Desde lo olfativo, con su erogeneidad incrementada, los adictos a inhalantes logran el escape del mundo externo recreando un estado fusional narcótico, donde inhalan y son inhalados por una existencia ilusoria, de cualidades volátiles, donde el ser se despliega fantasiosamente.

     Si analizamos las modalidades de un grupo de adictos, encontraremos también la característica fusional de este estado; veremos que en el momento de inhalar desdibujan sus limites. Fuman el mismo porro, inhalan el mismo polvo y con el mismo tubo, practican una sexualidad promiscua e indiscriminada pues para ellos todos son uno.
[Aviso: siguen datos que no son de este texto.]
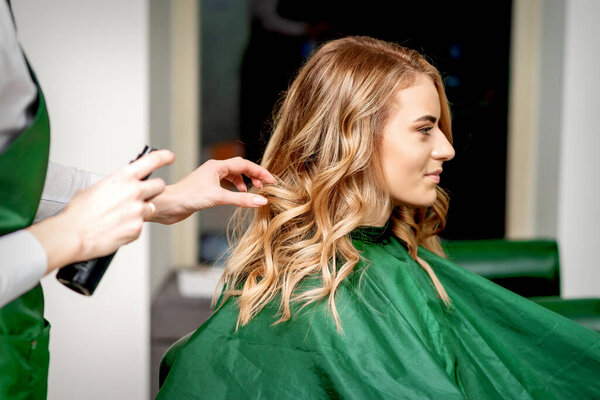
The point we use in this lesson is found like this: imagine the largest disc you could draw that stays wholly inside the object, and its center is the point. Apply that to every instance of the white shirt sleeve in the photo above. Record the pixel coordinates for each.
(59, 188)
(24, 263)
(24, 260)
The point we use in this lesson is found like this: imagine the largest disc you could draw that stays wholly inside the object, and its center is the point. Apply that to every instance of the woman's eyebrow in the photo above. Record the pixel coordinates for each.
(429, 118)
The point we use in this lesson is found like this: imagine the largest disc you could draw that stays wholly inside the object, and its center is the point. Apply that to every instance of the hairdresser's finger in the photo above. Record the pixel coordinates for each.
(238, 181)
(149, 210)
(240, 199)
(150, 162)
(238, 165)
(152, 188)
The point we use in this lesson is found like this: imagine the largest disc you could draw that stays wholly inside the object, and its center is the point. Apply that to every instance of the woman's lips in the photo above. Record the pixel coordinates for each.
(434, 176)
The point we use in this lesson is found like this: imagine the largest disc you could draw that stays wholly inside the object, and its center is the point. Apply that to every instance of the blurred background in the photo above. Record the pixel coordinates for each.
(202, 77)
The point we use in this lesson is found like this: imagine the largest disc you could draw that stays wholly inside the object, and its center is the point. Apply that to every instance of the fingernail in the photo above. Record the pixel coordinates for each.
(259, 200)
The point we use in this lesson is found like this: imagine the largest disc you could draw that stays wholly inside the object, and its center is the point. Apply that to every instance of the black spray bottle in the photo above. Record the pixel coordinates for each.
(83, 277)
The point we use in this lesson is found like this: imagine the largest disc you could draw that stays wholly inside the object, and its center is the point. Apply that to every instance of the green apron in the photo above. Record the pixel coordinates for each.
(24, 333)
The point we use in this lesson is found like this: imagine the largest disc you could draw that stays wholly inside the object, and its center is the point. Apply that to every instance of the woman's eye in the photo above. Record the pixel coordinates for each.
(425, 130)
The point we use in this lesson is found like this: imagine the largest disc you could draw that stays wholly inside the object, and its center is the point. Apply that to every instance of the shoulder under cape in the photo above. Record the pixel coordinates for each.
(399, 342)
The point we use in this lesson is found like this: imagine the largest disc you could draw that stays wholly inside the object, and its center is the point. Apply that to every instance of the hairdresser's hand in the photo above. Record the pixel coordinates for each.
(105, 216)
(202, 189)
El código verbal, la jerga, toma las características sectarias de un idioma según el cuál aquél que no lo habla, no entra.

    La estructura psíquica del drogadicto por inhalantes es un castillo edificado sobre nube o polvo, en el aire. El sujeto es continuamente invitado a su mágica construcción, prontamente y sin trabajo, ventaja que no puede ofrecerle la realidad. Esto es una trampa tendida por el Superyo olfativo al que hemos denominado catador -o cazador en su modalidad menos benigna- un Superyo que exige siempre oler y establece el código de las sustancias adecuadas a las que sujetarse. Este Superyo encuentra su representante en la figura del traficante, corruptor o compañero que obliga al yo del sujeto a proyectar el ordenador nasal al exterior, donde está la droga. Ella es ahora el organizador -calma, tranquiliza, organiza la secuencia de los pensamientos, acelera, alucina, evade, posibilita la huida- La trampa está tendida desde el Superyo para aliviar la tensión que despierta el sentimiento de “no ser’. Sólo en lo profundo y primitivo de su psiquismo, arraigado en la fusión con el ser de la madre, el drogadicto puede recuperar un modo de existir y soportar la defusión evolutiva.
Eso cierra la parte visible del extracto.